Ed Olson started the first modern women’s intercollegiate basketball program at a North Texas co-ed four-year university when he did so as athletic director at Texas Wesleyan College (as it was then known) in the early 1970s. He also put me into a National Youth Sports Program held at the college each summer where I experienced what it was like to be the one who didn’t look like everyone else.

Perhaps the most important thing I picked up from Dr. Olson was that everyone is an individual, with individual rights, like the ones enumerated in the U.S. Bill of Rights. I’ve also observed over the years that no two people I’ve met are alike.

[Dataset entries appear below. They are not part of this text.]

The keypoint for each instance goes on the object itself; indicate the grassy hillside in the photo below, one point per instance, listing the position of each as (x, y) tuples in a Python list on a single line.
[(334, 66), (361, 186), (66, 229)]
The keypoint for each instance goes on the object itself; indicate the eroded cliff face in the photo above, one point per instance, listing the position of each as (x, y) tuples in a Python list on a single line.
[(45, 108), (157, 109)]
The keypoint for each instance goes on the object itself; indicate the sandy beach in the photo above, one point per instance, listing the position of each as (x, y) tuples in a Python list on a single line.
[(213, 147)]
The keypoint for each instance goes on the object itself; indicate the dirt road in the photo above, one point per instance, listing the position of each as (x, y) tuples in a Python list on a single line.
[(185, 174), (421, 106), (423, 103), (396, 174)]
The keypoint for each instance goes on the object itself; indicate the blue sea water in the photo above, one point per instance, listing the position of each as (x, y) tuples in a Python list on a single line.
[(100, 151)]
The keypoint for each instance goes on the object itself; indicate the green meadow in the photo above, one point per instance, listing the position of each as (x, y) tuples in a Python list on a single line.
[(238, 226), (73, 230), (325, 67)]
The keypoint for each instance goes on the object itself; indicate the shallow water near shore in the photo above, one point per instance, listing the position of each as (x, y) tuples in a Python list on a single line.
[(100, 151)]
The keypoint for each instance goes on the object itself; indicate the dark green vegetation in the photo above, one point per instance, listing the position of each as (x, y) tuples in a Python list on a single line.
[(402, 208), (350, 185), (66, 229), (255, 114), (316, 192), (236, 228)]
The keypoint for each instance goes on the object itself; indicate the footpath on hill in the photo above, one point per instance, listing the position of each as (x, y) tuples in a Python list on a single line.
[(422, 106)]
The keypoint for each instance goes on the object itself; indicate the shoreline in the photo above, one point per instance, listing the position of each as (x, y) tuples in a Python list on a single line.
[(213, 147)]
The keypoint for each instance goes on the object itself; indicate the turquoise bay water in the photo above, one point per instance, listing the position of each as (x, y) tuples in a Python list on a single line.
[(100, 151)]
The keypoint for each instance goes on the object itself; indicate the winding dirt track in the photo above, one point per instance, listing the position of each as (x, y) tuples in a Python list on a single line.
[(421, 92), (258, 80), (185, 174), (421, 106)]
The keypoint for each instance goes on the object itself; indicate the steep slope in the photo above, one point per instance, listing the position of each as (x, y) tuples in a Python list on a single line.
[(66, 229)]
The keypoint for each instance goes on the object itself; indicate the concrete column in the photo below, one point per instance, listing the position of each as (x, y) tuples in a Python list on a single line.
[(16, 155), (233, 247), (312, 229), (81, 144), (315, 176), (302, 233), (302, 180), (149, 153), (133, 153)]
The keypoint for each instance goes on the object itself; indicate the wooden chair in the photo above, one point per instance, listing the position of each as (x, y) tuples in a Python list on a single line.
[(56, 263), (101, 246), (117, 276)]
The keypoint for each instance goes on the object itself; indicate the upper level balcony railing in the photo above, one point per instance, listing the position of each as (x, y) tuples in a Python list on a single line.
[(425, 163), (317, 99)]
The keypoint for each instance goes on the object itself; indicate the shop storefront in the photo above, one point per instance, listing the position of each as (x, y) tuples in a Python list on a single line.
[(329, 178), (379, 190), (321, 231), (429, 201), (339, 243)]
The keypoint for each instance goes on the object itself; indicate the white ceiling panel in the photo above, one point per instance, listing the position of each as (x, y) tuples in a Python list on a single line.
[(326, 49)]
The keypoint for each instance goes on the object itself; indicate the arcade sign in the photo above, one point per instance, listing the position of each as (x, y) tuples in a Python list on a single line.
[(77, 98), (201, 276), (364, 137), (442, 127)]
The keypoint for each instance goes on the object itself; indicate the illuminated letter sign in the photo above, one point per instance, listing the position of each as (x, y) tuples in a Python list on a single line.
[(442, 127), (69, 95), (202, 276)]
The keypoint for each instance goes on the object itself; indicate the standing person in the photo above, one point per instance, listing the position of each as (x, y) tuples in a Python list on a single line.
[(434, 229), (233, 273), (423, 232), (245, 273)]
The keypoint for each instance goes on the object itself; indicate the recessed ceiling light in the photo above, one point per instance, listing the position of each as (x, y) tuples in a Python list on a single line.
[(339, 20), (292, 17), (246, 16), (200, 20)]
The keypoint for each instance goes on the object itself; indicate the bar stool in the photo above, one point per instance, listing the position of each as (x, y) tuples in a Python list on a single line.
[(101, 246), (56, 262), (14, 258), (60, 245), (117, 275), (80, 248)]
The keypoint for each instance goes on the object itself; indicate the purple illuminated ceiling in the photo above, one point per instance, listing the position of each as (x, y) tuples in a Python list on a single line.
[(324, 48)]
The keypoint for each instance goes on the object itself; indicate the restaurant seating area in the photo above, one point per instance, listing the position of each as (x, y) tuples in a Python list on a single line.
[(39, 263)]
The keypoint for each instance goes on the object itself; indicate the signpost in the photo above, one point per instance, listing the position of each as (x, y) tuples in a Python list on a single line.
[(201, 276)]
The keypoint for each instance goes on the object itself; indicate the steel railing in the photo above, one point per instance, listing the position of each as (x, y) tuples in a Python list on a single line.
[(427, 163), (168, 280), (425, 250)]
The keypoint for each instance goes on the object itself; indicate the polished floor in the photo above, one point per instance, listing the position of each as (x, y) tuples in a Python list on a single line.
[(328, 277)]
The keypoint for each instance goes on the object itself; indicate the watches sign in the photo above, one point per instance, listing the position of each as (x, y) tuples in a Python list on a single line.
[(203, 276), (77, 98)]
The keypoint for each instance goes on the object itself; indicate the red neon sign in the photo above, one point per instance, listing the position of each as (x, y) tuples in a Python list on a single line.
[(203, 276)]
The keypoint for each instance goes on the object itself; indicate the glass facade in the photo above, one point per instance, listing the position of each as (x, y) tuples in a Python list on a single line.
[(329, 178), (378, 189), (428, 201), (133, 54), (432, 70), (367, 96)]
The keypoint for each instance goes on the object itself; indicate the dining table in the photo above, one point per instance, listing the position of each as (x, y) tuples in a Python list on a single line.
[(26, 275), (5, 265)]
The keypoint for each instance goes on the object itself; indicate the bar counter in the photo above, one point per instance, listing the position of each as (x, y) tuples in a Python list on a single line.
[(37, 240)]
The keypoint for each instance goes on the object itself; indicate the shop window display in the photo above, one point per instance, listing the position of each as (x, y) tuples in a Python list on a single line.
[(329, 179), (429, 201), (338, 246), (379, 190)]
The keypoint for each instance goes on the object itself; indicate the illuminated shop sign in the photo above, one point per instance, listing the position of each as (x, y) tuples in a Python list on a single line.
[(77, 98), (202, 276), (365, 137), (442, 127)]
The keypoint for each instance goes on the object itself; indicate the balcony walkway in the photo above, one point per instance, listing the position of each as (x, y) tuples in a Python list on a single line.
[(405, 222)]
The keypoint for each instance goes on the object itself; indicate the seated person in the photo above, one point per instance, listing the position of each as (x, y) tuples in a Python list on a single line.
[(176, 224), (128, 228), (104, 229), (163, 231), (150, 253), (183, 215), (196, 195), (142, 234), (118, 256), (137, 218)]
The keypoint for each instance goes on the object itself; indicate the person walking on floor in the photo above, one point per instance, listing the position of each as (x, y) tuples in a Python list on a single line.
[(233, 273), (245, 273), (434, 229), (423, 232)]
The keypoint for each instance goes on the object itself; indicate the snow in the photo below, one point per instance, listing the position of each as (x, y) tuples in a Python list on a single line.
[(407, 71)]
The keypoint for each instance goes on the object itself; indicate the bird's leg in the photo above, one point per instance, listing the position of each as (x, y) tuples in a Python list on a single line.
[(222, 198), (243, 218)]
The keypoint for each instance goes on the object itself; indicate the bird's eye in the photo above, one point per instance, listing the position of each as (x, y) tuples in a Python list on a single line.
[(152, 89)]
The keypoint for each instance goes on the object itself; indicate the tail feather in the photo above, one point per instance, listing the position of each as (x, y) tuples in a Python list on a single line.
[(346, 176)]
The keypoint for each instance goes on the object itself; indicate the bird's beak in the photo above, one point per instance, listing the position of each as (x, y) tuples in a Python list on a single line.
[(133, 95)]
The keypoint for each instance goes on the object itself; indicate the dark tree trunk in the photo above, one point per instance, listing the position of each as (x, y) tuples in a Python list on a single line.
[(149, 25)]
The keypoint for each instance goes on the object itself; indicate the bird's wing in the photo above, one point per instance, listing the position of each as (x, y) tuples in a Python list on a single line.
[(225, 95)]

Qualities I admire, like integrity, intelligence, and the ability to drain a three-ball with a hand in one’s face don’t seem limited to one ethnic, gender, or other group.  So that indicated to me that if you’re choosing to make judgements about someone based on their arbitrary membership in a club they can’t control, like ethnicity, you’re not going to get a very good reading on that person and you need to work a little harder, or probably a lot harder, to look past your biases.

Much of the discussion at Thursday’s event revolved around the sports workplace. It turns out the world (not just the sports world) is a diverse place whether one likes it or not. If one runs a business, or an aspect of one, and wants to grow one’s customer base, one will do much better if one understands the nature of those prospects as thoroughly as possible. And, quite often, who knows better how to help you sell widgets to emerging communities than members of those communities? Dr. Lapchick opined that one reason NBA Commissioner Adam Silver dealt successfully with 2014’s Donald Sterling debacle (in which the then-Clippers’ owner faced accusations of being a prejudiced adulterer) was because Silver had members of his executive team from affected groups who could properly advise him on how to respond.

So it turns out diversity, and the inclusive policies that allow a diverse workforce to feel comfortable, can help you win. And biases can make you lose. My father was half-responsible for my personal experience in this area because he and my mom supplied me with a sister who could hoop (all-conference in high school). I would take her with me to play pickup basketball at the YMCA with the guys. The opposing team, not imagining that a female could impact the game, would always put their worst defender on her. She would light his sorry butt up and we would win a lot.

Winning breaks down barriers. Dodgers fans could embrace Jackie Robinson as he led them to pennants. Kids of all persuasions bought Air Jordans as the shoes’ namesake led his franchise to six NBA titles. And a sales team gets pretty happy when they reach their quarterly goals no matter who brings in the transaction to put them over the top. Teamwork is a sports concept that extends far beyond playing surfaces.